About 90% of the requests the Mutual Aid for Striking Teachers site receives are about food, one of the founders, Marjorie Guilbault, told me. Others want gas, clothes. The group has 12,000 members.
In a sign of the times, the United Steelworkers donated $100,000 to support the strikers… in the form of food gift cards.
I can't remember any other strike in which the problems of nutrition were addressed so quickly and so comprehensively in the public space. YOU?
Teacher Geneviève Savard's testimony, which can be read on the Radio-Canada website, is particularly disturbing and reveals a much broader problem than the non-existence of a strike fund2.
“I have a really good career. I went to university. It's a job I love, except I can't do it. And the smallest thing like this that takes a cut in my salary, I call it “crossing the desert.” » She is one of those who asked for help in the “Mutual Aid for Striking Teachers” group.

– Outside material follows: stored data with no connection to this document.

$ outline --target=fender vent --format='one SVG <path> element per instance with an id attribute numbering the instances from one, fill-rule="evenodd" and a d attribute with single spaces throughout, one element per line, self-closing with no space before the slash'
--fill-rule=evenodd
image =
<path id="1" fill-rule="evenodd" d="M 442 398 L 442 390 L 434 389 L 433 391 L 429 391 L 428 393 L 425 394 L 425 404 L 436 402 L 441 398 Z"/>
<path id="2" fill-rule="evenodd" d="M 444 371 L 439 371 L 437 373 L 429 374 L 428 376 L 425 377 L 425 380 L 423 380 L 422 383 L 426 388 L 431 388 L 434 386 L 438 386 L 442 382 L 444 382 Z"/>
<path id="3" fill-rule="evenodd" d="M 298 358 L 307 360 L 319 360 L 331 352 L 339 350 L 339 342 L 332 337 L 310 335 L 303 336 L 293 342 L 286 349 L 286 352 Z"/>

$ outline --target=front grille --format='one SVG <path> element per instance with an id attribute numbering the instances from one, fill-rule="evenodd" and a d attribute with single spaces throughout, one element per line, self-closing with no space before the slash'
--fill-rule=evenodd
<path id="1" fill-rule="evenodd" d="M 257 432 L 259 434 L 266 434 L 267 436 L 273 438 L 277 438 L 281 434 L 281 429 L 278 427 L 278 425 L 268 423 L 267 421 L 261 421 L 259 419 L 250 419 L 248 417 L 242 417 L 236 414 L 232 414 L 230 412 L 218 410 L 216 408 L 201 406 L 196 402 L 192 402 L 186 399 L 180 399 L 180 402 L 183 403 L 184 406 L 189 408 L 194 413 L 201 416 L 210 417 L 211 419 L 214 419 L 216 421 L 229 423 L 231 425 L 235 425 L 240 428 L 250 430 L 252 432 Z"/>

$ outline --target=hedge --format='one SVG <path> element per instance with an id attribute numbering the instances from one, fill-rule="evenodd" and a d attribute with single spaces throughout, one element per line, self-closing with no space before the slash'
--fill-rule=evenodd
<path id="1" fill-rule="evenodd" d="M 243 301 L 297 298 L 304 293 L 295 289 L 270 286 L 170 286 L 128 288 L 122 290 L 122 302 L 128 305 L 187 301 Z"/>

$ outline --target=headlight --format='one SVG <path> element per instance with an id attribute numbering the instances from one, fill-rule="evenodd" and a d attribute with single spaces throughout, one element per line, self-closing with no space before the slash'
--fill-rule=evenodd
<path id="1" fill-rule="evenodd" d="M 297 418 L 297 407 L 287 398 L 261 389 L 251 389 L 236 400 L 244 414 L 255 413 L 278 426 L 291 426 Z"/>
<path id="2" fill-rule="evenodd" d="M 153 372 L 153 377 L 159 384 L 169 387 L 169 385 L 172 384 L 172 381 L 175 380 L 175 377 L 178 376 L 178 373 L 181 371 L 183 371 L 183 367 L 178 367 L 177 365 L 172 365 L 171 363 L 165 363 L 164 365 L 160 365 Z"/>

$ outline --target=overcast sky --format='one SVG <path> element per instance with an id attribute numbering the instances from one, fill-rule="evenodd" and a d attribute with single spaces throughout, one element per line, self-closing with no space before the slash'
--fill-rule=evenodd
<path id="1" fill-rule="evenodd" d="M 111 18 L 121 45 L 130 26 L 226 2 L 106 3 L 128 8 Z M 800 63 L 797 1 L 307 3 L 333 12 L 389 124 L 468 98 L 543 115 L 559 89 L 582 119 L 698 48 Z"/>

If you spend four years at university, then get hired by the government and are lucky enough to have a stable job with a golden pension, you can't imagine one day having to ask for donations to eat… between two paychecks.
That's exactly the problem, even for strikers with decent salaries: the time between the two paychecks has increased.
However, in Quebec, 38% of workers live paycheck to paycheck, according to a Léger study conducted in late August. Although this proportion is lower than nationally (47%), it is still worrying. Also striking in the statistics is the gap between men (42%) and women (51%) who are waiting for their Thursday paycheck to pay the bills (Canadian data).
This essentially female strike is clear evidence of financial insecurity and lack of room for maneuver in the event of the slightest mishap.
Of course, requests for help and testimonies of insecurity show how important that famous cushion of three to six months of fixed costs (housing, food, car loan, electricity, telecommunications) that financial advisors suggest is. Most importantly, these cries from the heart highlight how difficult it is for many people, especially women, to follow this advice.
First, because their salaries are around 12% lower than men's, according to Statistics Canada3.
Imagine, as many as 46% of working women in Quebec have an annual income of less than $30,000, making saving nearly impossible.
In many cases, debt becomes a way of life. This group includes many school employees: daycare technicians, social workers and special education teachers as well as secretarial staff. According to her union, her average income is $26,484.
It must be admitted that women do not negotiate their working conditions as vigorously as men, as Patrick Lagacé wrote so well in a recent column4.
Not only do women have lower incomes, in 77% of single-parent families they are also the ones who financially support the children. They then have an average income of $1,091 per week, while solo men can expect to earn $1,514.
And what about the maintenance obligation in all this? In order for an amount to be agreed upon, you still need an ex who agrees to mediation. You still must have the means to hire an attorney to appear before a judge. The ex's income declaration must still correspond to reality. The amount still needs to be checked regularly. Nevertheless, it is important that not every discussion about money poisons the family atmosphere. It is still necessary that…
You will understand that unfortunately it is anything but easy and automatic. Furthermore, it is high time to improve the system so that all parents contribute financially to the needs of their offspring according to their abilities. At the moment, women in particular are suffering from its shortcomings.